Erdős Problem 694

Reference: erdosproblems.com/694

theorem erdos_694 (max min : ℕ → ℕ) (hmax : ∀ (n : ℕ), IsGreatest (Nat.totient ⁻¹' {n}) (max n)) (hmin : ∀ (n : ℕ), IsLeast (Nat.totient ⁻¹' {n}) (min n)) (x : ℕ) : IsGreatest {x_1 : ℚ | ∃ (n : ℕ) (_ : n ≤ x), ↑(max n) / ↑(min n) = x_1} sorry

Let $f_{\max}(n)$ be the largest $m$ such that $\phi(m) = n$, and $f_{\min}(n)$ be the smallest such $m$, where $\phi$ is Euler's totient function. Investigate $$ \max_{n\leq x}\frac{f_{\max}(n)}{f_{\min}(n)}. $$

theorem erdos_694.variants.carmichael : (∃ n > 0, ∃! m : ℕ, m.totient = n) ↔ sorry

Carmichael has asked whether there is an integer $n$ for which $\phi(m) = n$ has exactly one solution, that is $\frac{f_{\max}(n)}{f_{\min}(n)} = 1$.
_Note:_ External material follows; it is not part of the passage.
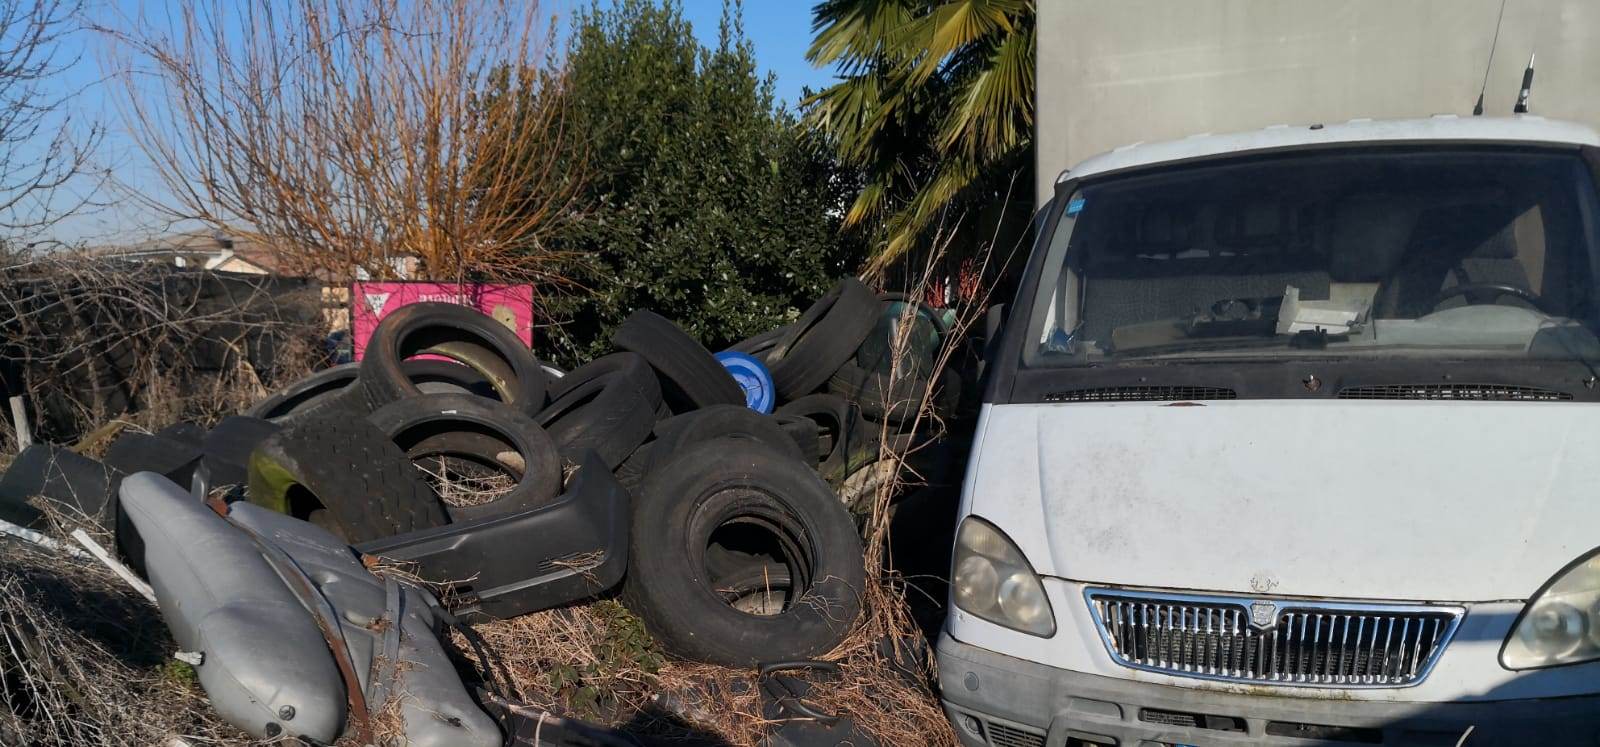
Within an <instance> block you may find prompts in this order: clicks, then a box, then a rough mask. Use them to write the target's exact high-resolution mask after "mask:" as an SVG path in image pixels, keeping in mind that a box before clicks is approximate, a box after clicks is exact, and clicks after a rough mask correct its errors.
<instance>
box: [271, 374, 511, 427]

theorem erdos_694.variants.inf_unique (h : ∃ n > 0, ∃! m : ℕ, m.totient = n) : {n : ℕ | ∃! m : ℕ, m.totient = n}.Infinite

Erdős has proved that if there exists an integer $n$ for which $\phi(m) = n$ has exactly one solution, then there must be infinitely many such $n$.